The PR agent said she spoke to journalist Ellie Henman “off the record” and offered advice that the story did not sound true.

(PA)

“I thought there was absolutely no chance of there being any truth in this gender selection story,” Ms Monk said.

“I said to her that I just couldn’t believe or even imagine it being true. I did this more of a heads up off the record to Ellie because, even though there was nothing on the record, I saw no need for The Sun to run what I believed, from my knowledge of Coleen, to be an inaccurate story.

“Also because Ellie was a trusted and straight professional of mine, I didn’t want her to have her name on what I believed to be an inaccurate and ridiculous story.

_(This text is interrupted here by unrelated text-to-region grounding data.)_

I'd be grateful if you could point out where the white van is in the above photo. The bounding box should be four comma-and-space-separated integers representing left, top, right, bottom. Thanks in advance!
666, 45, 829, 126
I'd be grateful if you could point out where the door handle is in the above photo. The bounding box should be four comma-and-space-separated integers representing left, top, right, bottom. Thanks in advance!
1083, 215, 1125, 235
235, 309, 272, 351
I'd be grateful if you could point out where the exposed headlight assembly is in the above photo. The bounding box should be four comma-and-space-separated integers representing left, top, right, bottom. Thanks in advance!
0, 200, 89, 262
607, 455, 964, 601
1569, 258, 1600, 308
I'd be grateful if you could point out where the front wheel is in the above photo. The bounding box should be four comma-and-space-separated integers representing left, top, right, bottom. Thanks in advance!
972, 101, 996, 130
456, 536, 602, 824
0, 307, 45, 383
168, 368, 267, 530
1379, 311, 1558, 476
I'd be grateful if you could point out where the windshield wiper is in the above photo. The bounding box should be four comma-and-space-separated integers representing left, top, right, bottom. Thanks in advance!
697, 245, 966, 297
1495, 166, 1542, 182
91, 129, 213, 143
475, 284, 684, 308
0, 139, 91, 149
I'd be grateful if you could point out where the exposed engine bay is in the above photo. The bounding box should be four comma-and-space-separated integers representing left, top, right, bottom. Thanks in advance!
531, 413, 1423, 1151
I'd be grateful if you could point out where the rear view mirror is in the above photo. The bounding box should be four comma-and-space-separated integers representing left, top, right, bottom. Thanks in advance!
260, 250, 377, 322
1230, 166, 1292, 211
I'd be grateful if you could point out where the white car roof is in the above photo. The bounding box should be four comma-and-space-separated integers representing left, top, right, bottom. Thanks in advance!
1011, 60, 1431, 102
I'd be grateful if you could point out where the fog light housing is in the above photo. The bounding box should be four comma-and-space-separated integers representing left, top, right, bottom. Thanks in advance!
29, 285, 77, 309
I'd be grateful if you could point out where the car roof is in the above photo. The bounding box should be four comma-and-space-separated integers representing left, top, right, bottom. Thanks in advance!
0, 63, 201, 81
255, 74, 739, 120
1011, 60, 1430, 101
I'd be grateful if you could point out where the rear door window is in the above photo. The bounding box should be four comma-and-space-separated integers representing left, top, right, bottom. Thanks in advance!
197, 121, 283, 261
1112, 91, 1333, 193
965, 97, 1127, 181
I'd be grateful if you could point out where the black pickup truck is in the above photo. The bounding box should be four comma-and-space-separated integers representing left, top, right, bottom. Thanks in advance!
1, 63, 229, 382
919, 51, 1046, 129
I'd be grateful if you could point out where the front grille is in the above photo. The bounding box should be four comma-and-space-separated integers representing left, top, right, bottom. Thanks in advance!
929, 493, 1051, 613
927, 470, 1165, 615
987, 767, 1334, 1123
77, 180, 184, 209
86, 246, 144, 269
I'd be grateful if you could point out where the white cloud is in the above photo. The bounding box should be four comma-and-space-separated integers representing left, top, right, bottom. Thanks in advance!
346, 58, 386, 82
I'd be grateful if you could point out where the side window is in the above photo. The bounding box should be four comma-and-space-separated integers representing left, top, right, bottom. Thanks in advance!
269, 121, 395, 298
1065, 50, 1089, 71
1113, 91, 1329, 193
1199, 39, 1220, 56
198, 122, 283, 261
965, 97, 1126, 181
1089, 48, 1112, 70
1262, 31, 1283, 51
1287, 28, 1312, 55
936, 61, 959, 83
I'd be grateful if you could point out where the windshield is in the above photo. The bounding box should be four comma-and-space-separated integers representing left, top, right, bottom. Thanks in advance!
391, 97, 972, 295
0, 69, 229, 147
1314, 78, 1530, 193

“However, Ellie replied and told me that The Sun would be running with the gender selection story because “they had a screenshot” which confirmed their source. I was absolutely gobsmacked but had nothing further to add and we ended the call.”

Later a former Football Association staffer told the court she was subjected to verbal abuse when Rebekah Vardy and her entourage sat in the wrong seats at England’s Euro 2016 clash with Wales.

Vardy is accused of deliberately sitting behind Coleen Rooney to get better paparazzi coverage at the tournament game.

Harpreet Robertson, the FA’s family liaison officer who was in charge of ticketing, told the High Court she believed Vardy’s group had “chosen” to sit in the wrong seats.

“It was the worst moment I’ve had working at a match”, she said of the ensuing confrontation.

“I was just being told that we are not moving, we can sit where we want, do what we want, words to that effect.

“I was told where to go, basically, in not so nice language.”

The trial continues on Tuesday, when Ms Rooney’s husband, former England footballer Wayne, is due to go into the witness box.